Opinión

Azul y rosa

La actualidad nos lleva tan continuamente al pasado, que este país se ha convertido en un tirachinas

LE GUSTABAN los barriguitas. Y las Pin y Pon, que por aquel entonces eran casi todas chicas. También los My Little Pony, que es como se llaman ahora a los ponis con los que se jugaba entonces. Incluso las muñecas repollo, que ahora al parecer están muy cotizadas. Todos estos juguetes no los poseía, los compartían con él sus compañeras del colegio. Unas más que otras, como suele suceder. 

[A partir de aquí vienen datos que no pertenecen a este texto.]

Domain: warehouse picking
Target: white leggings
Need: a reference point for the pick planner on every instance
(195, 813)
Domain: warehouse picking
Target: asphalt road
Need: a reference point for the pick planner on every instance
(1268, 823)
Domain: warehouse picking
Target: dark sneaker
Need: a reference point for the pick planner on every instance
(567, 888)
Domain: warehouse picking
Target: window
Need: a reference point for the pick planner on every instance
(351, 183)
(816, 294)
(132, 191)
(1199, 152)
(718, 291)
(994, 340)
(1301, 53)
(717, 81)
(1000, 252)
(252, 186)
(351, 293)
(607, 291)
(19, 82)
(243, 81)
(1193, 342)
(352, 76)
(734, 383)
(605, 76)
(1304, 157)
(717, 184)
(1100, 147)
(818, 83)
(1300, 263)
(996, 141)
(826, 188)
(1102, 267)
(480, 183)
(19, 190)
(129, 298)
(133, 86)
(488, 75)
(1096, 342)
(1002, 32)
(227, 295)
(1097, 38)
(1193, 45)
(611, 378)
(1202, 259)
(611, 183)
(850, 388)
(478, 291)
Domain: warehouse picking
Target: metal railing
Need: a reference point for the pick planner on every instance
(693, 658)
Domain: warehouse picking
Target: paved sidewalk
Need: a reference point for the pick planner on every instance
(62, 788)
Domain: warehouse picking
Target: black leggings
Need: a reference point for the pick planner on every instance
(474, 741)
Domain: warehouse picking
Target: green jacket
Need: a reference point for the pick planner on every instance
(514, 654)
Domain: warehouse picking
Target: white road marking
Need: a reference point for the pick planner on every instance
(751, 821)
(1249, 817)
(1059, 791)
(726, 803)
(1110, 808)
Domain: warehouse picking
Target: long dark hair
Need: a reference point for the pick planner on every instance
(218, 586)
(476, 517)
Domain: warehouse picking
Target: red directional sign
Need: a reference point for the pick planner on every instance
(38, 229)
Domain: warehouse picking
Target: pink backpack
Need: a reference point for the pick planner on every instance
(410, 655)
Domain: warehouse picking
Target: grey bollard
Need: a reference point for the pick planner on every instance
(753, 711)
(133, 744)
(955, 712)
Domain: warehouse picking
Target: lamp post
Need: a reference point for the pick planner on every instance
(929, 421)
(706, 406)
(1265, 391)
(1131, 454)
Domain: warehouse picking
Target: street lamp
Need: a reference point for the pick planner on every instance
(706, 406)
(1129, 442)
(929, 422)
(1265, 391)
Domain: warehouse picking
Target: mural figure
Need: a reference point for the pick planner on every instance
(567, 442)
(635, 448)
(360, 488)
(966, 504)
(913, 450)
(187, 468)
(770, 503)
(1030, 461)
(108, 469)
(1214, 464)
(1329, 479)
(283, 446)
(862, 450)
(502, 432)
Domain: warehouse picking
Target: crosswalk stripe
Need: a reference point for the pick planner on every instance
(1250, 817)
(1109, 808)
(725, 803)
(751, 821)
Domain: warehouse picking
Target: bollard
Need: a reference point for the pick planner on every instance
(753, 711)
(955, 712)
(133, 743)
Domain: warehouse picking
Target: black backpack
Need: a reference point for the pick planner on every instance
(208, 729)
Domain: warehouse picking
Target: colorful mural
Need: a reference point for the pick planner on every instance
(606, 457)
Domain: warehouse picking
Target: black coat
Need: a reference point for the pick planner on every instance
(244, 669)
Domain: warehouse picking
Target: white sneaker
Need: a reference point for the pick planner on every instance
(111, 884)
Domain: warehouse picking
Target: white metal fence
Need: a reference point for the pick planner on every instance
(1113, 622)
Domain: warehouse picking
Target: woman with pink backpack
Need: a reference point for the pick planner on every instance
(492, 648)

Se sentaban en un rincón del patio del colegio y hacían un círculo. En el medio, todos los juguetes. Pero no mezclados, sino ordenados cada uno con los de su clase y la ropa y los complementos de cada uno igualmente estipulados, sin lugar a dudas. Todas las niñas llevaban un lazo que les recogía el pelo hacia un lado. Abel llevaba el pelo corto y un pañuelo rojo atado siempre al mandilón. Iba alternando marcas de muñecas a las que le encantaba observar antes de jugar con ellas. 

Ocurría que cuando Abel jugaba con aquello todo, era feliz. Le gustaba imaginar, crear, vestir y desvestir aquellas muñecas. Sus compañeros de la clase, muy pequeños, y aún con mandilón, no comprendían esos juegos. Nunca se habían acercado para saber en qué consistían, pero no los entendían. El tiempo del recreo significaba para ellos la pelota y el sudor. La pelota, del color y de la forma que fuese, y el sudor, cuanto más, mejor. A la vuelta del patio, las clases abrían las ventanas solas. Y eso que todavía eran tiempos en los que llevaban mandilón y su estatura pasaba por poco el metro. 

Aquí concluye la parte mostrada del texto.